Tu as parfaitement raison ! Grotesque la première étape de ma conquête secrète et tyrannique de l’Humanité ayant pour dessein de plonger le monde dans une déconfiture de valeurs, un chaos sans morale, un nihilisme rigoureusement cultivé et fleurissant. Je commence d’ailleurs à recenser un grand nombre d’adeptes fanatiques aux quatre coins de la sphère, allant de mes amis les Mongoles urbains aux tribus africaines pacifiques et libres, en passant par les fiers indiens américanisés made in China et mêmes, mes plus chers sympathisants, les chaleureux Inuits, maîtres des glaçons flottants. Le mécanisme infernal est en marche, bientôt le monde ne sera que capharnaüm et bazar décomposé dont je serais l’unique souverain !Non franchement, je crois que la notion d’universalité est une des idées les plus incroyablement stupides que le bipède n’ait jamais eu la prétention d’inventer. Autolâtrie quand tu nous tiens… Même le grand Lévi-Strauss qui voyait en la prohibition de l’inceste une règle reliant tous les peuples civilisés fut dans le faux, puisqu’au sein de certaines tribus d’Egypte ancienne, le dépucelage des jeunes filles devait obligatoirement passer par le père sous-peine, à défaut, d’être traitées telles de véritables catins.
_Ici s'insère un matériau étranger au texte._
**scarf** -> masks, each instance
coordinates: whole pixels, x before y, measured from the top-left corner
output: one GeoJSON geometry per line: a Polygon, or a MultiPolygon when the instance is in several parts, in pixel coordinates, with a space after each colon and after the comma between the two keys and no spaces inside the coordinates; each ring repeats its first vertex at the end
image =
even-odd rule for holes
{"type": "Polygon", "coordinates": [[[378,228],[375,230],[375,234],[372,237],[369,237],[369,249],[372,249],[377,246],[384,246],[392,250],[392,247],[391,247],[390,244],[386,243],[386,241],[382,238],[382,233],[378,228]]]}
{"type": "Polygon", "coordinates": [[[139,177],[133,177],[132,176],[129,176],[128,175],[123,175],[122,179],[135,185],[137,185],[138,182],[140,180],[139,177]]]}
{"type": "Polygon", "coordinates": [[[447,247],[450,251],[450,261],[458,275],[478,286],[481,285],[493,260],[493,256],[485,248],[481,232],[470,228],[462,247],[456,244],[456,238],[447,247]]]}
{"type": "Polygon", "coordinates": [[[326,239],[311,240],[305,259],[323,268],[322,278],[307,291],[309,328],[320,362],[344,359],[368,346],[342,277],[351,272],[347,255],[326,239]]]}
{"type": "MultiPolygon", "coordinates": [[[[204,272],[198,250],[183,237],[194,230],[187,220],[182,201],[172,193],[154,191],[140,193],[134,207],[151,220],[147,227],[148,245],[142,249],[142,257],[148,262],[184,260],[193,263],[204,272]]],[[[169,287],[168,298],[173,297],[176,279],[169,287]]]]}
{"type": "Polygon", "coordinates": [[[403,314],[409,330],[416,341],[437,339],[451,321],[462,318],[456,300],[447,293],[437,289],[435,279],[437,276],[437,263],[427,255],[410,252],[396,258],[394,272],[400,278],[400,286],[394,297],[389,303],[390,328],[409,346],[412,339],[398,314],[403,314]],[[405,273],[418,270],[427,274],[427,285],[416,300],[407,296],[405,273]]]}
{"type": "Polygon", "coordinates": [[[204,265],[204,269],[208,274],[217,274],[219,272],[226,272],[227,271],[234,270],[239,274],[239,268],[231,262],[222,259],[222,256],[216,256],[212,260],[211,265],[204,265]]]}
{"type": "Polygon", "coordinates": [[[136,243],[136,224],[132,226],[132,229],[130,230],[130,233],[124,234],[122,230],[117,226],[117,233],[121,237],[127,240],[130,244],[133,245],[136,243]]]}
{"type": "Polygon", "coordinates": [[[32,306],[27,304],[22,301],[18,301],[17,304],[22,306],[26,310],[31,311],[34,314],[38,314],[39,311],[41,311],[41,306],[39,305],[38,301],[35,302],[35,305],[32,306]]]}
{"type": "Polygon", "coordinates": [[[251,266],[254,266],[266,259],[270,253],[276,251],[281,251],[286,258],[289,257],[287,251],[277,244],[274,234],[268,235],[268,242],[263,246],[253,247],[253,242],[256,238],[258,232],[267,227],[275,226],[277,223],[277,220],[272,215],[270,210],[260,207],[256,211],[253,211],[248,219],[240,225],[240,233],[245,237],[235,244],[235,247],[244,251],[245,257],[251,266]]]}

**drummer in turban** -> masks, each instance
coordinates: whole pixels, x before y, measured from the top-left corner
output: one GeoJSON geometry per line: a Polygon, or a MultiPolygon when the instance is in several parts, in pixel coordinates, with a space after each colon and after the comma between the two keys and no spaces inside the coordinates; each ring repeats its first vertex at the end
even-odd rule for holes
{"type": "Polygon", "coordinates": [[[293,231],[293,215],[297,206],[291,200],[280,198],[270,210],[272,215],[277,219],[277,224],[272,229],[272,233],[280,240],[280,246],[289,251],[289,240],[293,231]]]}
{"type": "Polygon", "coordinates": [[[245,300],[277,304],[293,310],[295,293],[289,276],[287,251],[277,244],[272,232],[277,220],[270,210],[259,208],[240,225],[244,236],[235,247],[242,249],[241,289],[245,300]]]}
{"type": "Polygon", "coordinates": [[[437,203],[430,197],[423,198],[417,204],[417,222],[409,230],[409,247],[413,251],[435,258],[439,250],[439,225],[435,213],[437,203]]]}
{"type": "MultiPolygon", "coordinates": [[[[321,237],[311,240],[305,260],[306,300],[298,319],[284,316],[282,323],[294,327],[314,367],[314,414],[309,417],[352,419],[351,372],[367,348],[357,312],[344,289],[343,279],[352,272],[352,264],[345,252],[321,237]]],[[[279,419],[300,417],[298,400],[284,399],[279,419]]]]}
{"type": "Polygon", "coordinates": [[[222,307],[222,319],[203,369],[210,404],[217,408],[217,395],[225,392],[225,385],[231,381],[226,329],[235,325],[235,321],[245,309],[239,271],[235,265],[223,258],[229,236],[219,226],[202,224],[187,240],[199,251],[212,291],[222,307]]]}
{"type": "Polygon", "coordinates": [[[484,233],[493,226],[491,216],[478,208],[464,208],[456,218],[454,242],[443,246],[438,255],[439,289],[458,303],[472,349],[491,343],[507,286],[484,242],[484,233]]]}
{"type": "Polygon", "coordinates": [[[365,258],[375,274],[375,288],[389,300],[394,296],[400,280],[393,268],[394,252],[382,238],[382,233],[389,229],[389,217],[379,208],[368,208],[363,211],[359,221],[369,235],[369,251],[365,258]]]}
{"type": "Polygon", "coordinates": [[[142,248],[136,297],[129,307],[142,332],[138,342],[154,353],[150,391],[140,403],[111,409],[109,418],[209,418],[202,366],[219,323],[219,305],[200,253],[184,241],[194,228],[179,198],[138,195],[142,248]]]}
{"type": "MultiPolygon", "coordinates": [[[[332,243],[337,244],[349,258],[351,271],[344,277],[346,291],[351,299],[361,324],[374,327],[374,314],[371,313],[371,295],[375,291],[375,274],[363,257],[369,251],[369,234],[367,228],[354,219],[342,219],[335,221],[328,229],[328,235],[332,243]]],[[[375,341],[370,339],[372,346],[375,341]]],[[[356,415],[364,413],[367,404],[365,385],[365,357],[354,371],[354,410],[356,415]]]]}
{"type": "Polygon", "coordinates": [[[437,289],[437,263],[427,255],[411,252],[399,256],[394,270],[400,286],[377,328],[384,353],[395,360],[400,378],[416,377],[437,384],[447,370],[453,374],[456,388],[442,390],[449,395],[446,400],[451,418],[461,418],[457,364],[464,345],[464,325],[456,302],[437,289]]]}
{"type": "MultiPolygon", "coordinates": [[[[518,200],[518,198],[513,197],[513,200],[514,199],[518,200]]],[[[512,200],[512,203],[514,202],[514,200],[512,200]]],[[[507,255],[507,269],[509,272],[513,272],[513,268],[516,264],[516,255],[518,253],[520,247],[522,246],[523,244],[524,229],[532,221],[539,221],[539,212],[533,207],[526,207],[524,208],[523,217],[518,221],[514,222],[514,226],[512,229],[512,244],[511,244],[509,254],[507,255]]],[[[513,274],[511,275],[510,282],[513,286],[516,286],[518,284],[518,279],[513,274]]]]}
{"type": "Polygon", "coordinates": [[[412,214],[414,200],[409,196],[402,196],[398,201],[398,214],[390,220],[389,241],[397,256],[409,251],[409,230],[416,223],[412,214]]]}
Qui, excepté les religieux et les moralistes du dimanche matin aurait la prétention de composer, d’écrire ou de penser pour la totalité de l’Humanité ? Dans un monde où l’information est immédiate, où les distances sont monstrueusement réduites et donc dans lequel la confrontation avec un cerveau formaté par un système d’exploitation non-occidental est plus qu’aisée, comment faire preuve d’assez d’orgueil pour formuler ne serait-ce qu’un soupçon de pensée universaliste ? Grotesque n’est pas une œuvre universelle et encore moins le moule musicale de tout un chacun. La musique n’est pas universelle : elle est temporelle puisque limitée aux moyens matériels de l’époque, culturelle car reflet de l’évolution artistique actuelle et sociétale puisque particulièrement liée à l’éducation et à l’entourage de tout un chacun. Tout individu ayant la prétention de considérer sa propre vision de l’art comme modèle absolu de Beauté ne peut-être qu’un misérable autiste incapable d’autocritique et de relativiser ses convictions. La psycho-acoustique nous prouve bien l’impossibilité de généraliser ne serait-ce que l’appréciation des décibels dans chaque zone de fréquence pour tous les individus. Personne n’entend jamais la même chose, c’est physiologique. Et pour les non-convaincus, je laisserais le soin à la grosse tête Devos de conclure : « il m’est arrivé de prêter l’oreille à un sourd. Il n’entendait pas mieux. ».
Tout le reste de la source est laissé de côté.